Looking at the sky yesterday while driving home from our weekend vacation to Yellowstone, I tried to discern shapes in the clouds. The first one, of course, was a fire-breathing flying hippopotamus. The next one could have been "Opus" from the Far Side comic strip, the third looked like somebody had taken a bicycle pump to the starship Enterprise and made it all bulgy. I decided that perhaps I should pay more attention to the road than the nubulous ever-shifting cottony shapes floating in the sapphire-blue sky. The same sky that just 24 hours earlier was dark grey, pouring rain down on tourists that had just shelled out 20 bucks to see wildlife and geysers. Tourists just like us.

I don't think my youngest two daughters have ever seen Yellowstone on a nice day. Ever.

Yellowstone wasn't all that bad. We did see the aforementioned wildlife. Up Close. Up Really Close.

Buffalo playing chicken

We were driving past the entrance to the Firehole River, when we noticed a few buffalo trotting down the other side of the road, heading our direction. Of course, this had been stopping up traffic on the opposite side of the road, but our side was nice and clear, until one of the bison decided to trot right out into the road, and then continue heading our direction. Down the center of our lane. Instead of veering around the lumbering beast, we decided to shift into neutral, and slowly drift backward down the lane, maintaining a bit of space between us and the approaching hairy mammoth, lest he should decide to change direction at any time. He didn't. He kept coming straight at us. Coasting backward down the hill worked until a tour bus came roaring up behind us. The buffalo decided to pass us on the side, coming within two feet of our car as he did so.
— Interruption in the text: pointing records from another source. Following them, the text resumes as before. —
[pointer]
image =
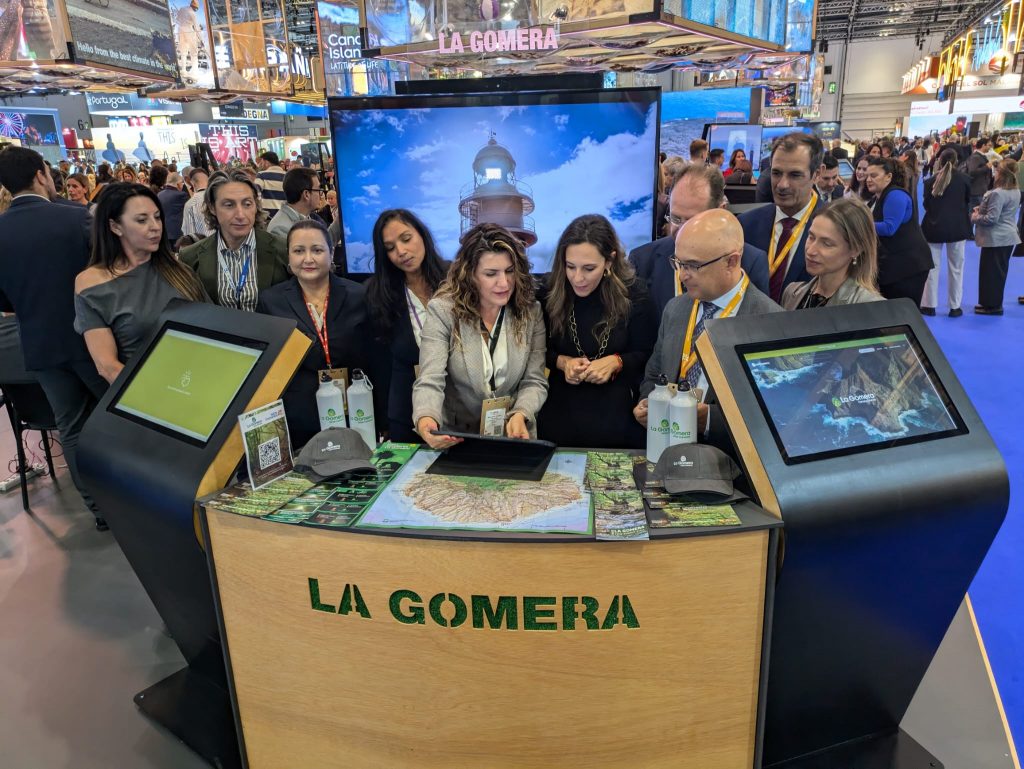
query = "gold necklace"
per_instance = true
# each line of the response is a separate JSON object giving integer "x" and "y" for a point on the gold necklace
{"x": 603, "y": 342}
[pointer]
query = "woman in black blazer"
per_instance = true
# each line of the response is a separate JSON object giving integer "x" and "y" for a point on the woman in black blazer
{"x": 407, "y": 273}
{"x": 331, "y": 310}
{"x": 946, "y": 223}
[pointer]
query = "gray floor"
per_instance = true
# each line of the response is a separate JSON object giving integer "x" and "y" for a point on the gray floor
{"x": 79, "y": 637}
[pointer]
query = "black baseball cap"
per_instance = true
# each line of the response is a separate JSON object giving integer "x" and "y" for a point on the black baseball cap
{"x": 695, "y": 469}
{"x": 334, "y": 452}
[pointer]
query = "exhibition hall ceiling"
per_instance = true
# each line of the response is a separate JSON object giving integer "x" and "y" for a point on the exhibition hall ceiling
{"x": 862, "y": 19}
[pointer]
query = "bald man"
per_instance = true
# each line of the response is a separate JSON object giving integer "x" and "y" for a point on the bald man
{"x": 708, "y": 258}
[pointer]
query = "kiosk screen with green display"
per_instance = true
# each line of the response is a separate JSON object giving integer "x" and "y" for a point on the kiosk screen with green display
{"x": 186, "y": 382}
{"x": 836, "y": 395}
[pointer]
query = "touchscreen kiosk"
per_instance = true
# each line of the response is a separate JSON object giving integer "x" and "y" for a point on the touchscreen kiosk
{"x": 165, "y": 434}
{"x": 861, "y": 438}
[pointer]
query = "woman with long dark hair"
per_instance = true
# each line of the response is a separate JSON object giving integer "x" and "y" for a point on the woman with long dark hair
{"x": 601, "y": 330}
{"x": 481, "y": 355}
{"x": 130, "y": 279}
{"x": 408, "y": 271}
{"x": 946, "y": 224}
{"x": 904, "y": 258}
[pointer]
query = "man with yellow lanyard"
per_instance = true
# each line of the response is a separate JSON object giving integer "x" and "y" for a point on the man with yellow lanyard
{"x": 708, "y": 255}
{"x": 781, "y": 229}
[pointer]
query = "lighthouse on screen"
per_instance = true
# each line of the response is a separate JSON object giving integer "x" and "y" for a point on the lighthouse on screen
{"x": 496, "y": 196}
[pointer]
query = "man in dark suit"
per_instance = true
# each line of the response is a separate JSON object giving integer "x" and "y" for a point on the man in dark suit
{"x": 781, "y": 229}
{"x": 238, "y": 260}
{"x": 697, "y": 188}
{"x": 708, "y": 250}
{"x": 44, "y": 247}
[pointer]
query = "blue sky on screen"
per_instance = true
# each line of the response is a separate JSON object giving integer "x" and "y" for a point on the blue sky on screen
{"x": 579, "y": 159}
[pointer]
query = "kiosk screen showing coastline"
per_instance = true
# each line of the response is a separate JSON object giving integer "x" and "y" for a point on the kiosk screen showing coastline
{"x": 186, "y": 383}
{"x": 850, "y": 395}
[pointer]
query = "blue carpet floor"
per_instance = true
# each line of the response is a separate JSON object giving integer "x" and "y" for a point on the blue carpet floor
{"x": 987, "y": 354}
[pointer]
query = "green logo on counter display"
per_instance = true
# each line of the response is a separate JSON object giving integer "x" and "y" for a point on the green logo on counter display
{"x": 484, "y": 612}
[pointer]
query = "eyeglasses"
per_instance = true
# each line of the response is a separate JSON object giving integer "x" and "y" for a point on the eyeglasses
{"x": 696, "y": 266}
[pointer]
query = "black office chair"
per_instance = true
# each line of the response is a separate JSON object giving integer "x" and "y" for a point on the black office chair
{"x": 29, "y": 410}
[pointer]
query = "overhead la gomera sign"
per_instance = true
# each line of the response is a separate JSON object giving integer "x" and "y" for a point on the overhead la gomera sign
{"x": 484, "y": 612}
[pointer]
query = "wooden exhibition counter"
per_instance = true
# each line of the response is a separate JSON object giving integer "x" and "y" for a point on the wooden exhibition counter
{"x": 474, "y": 649}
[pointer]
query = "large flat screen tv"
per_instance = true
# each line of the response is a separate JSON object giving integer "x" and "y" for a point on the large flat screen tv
{"x": 529, "y": 161}
{"x": 846, "y": 393}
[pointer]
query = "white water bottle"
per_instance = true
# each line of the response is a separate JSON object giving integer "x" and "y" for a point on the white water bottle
{"x": 683, "y": 417}
{"x": 330, "y": 404}
{"x": 360, "y": 408}
{"x": 657, "y": 419}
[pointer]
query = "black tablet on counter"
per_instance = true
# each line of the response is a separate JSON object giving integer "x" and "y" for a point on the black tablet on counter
{"x": 492, "y": 457}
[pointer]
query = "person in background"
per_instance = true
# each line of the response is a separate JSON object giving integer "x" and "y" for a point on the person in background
{"x": 838, "y": 152}
{"x": 172, "y": 200}
{"x": 857, "y": 187}
{"x": 601, "y": 329}
{"x": 904, "y": 258}
{"x": 482, "y": 340}
{"x": 238, "y": 260}
{"x": 270, "y": 181}
{"x": 826, "y": 181}
{"x": 131, "y": 278}
{"x": 698, "y": 152}
{"x": 34, "y": 232}
{"x": 741, "y": 174}
{"x": 103, "y": 178}
{"x": 194, "y": 216}
{"x": 331, "y": 310}
{"x": 780, "y": 230}
{"x": 699, "y": 188}
{"x": 303, "y": 196}
{"x": 946, "y": 223}
{"x": 995, "y": 231}
{"x": 78, "y": 189}
{"x": 842, "y": 258}
{"x": 707, "y": 256}
{"x": 329, "y": 211}
{"x": 737, "y": 155}
{"x": 408, "y": 271}
{"x": 979, "y": 171}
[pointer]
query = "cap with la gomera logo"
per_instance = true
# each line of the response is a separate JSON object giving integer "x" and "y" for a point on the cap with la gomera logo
{"x": 696, "y": 468}
{"x": 333, "y": 452}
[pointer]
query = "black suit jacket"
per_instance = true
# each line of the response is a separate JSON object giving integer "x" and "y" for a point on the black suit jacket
{"x": 651, "y": 263}
{"x": 44, "y": 247}
{"x": 348, "y": 333}
{"x": 759, "y": 225}
{"x": 271, "y": 262}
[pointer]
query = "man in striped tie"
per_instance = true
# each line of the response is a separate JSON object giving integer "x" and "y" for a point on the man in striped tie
{"x": 709, "y": 249}
{"x": 780, "y": 229}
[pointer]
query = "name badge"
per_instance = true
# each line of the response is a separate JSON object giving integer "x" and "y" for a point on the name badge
{"x": 493, "y": 416}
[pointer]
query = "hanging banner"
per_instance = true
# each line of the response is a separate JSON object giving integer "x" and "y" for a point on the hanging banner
{"x": 127, "y": 34}
{"x": 35, "y": 36}
{"x": 237, "y": 141}
{"x": 192, "y": 37}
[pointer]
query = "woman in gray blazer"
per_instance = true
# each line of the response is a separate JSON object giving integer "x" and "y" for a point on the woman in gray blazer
{"x": 842, "y": 258}
{"x": 482, "y": 344}
{"x": 995, "y": 231}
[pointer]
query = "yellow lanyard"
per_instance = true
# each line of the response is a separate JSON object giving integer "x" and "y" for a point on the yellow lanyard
{"x": 689, "y": 354}
{"x": 795, "y": 235}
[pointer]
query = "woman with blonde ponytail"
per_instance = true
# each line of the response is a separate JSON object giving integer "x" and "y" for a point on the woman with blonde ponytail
{"x": 946, "y": 224}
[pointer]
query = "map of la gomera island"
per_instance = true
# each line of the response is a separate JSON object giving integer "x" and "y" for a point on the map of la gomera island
{"x": 415, "y": 499}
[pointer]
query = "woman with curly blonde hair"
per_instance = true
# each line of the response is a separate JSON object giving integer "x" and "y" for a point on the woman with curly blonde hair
{"x": 481, "y": 351}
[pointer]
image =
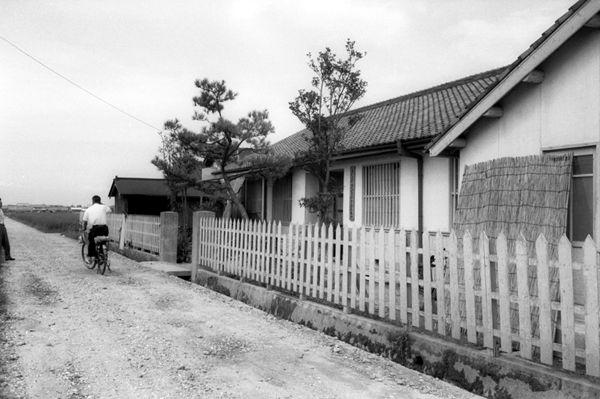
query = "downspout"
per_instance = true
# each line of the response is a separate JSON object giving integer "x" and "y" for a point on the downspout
{"x": 402, "y": 151}
{"x": 420, "y": 194}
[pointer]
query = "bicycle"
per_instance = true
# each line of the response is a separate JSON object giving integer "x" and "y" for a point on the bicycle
{"x": 102, "y": 259}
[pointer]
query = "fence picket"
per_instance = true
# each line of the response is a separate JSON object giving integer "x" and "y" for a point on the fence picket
{"x": 566, "y": 303}
{"x": 336, "y": 265}
{"x": 345, "y": 266}
{"x": 414, "y": 279}
{"x": 469, "y": 287}
{"x": 289, "y": 261}
{"x": 403, "y": 281}
{"x": 362, "y": 269}
{"x": 228, "y": 245}
{"x": 271, "y": 237}
{"x": 329, "y": 269}
{"x": 254, "y": 250}
{"x": 427, "y": 305}
{"x": 454, "y": 310}
{"x": 391, "y": 256}
{"x": 371, "y": 253}
{"x": 592, "y": 341}
{"x": 321, "y": 259}
{"x": 545, "y": 312}
{"x": 353, "y": 266}
{"x": 381, "y": 280}
{"x": 486, "y": 289}
{"x": 524, "y": 299}
{"x": 440, "y": 294}
{"x": 301, "y": 259}
{"x": 309, "y": 259}
{"x": 503, "y": 293}
{"x": 279, "y": 256}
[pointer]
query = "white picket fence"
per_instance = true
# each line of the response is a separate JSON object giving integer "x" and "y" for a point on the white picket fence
{"x": 507, "y": 302}
{"x": 140, "y": 232}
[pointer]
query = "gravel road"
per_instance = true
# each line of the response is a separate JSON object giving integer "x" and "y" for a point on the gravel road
{"x": 66, "y": 332}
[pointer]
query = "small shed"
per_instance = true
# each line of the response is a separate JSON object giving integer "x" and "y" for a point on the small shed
{"x": 143, "y": 196}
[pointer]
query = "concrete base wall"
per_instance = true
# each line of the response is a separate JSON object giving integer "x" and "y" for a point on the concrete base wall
{"x": 139, "y": 256}
{"x": 471, "y": 368}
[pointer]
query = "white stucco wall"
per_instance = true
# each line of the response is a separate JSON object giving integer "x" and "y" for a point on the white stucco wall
{"x": 436, "y": 205}
{"x": 436, "y": 194}
{"x": 562, "y": 111}
{"x": 559, "y": 114}
{"x": 409, "y": 194}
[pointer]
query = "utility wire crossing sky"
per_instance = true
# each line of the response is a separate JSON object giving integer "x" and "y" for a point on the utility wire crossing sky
{"x": 86, "y": 85}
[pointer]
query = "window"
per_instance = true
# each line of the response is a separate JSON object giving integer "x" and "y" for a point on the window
{"x": 581, "y": 201}
{"x": 381, "y": 194}
{"x": 580, "y": 216}
{"x": 454, "y": 190}
{"x": 253, "y": 198}
{"x": 282, "y": 199}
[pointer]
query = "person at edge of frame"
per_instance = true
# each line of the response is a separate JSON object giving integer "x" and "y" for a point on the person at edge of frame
{"x": 4, "y": 243}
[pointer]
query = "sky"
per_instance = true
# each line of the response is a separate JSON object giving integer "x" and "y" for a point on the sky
{"x": 60, "y": 144}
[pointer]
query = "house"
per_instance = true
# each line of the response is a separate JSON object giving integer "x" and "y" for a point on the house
{"x": 135, "y": 195}
{"x": 547, "y": 103}
{"x": 385, "y": 175}
{"x": 404, "y": 160}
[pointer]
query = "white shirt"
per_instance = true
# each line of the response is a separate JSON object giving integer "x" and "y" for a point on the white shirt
{"x": 95, "y": 215}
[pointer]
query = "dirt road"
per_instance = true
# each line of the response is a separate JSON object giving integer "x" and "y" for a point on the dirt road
{"x": 66, "y": 332}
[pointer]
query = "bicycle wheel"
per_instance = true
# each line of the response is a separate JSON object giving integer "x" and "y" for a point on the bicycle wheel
{"x": 86, "y": 262}
{"x": 102, "y": 259}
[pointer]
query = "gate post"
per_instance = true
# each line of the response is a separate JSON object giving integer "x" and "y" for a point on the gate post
{"x": 169, "y": 226}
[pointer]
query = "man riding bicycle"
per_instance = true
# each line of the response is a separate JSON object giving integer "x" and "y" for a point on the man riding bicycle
{"x": 95, "y": 218}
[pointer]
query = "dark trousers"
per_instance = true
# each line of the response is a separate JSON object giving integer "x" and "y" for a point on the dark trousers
{"x": 95, "y": 231}
{"x": 4, "y": 241}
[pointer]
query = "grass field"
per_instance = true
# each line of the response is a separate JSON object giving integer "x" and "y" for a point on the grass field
{"x": 66, "y": 223}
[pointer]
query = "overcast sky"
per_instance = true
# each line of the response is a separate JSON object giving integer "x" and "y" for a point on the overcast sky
{"x": 60, "y": 145}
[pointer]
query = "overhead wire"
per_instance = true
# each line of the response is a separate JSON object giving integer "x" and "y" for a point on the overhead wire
{"x": 77, "y": 84}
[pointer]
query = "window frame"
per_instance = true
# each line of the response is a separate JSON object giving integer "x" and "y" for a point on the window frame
{"x": 370, "y": 215}
{"x": 590, "y": 149}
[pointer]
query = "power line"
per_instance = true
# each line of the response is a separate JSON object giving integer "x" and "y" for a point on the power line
{"x": 78, "y": 85}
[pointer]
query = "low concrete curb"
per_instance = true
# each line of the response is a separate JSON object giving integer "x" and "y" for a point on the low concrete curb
{"x": 470, "y": 368}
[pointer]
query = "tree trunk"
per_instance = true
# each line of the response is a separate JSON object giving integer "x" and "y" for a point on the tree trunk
{"x": 233, "y": 196}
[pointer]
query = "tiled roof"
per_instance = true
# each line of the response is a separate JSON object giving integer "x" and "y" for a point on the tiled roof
{"x": 575, "y": 8}
{"x": 142, "y": 186}
{"x": 420, "y": 115}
Look girls, here's a good picture of a buffalo, dont'cha think?

We have discovered the proverbial grease that makes the whiny part of the vacation quiet down: Personal CD players and headphones. Sometimes they would listen to their own CD's, sometimes they would share. You could tell when they were sharing because they would be crooning to the same song. Other than the obviously amusing way our girls would slaughter a song, there was the humorous way in which their hearing was affected:

Me: Look girls, antelope!

Daughter: Canteloupe? Where?!

or

Daughter: When was the fire, Daddy?

Me: About 17 years ago.

Daughter: Twelve hundred years?! Hey McKay, the fire was twelve hundred years ago!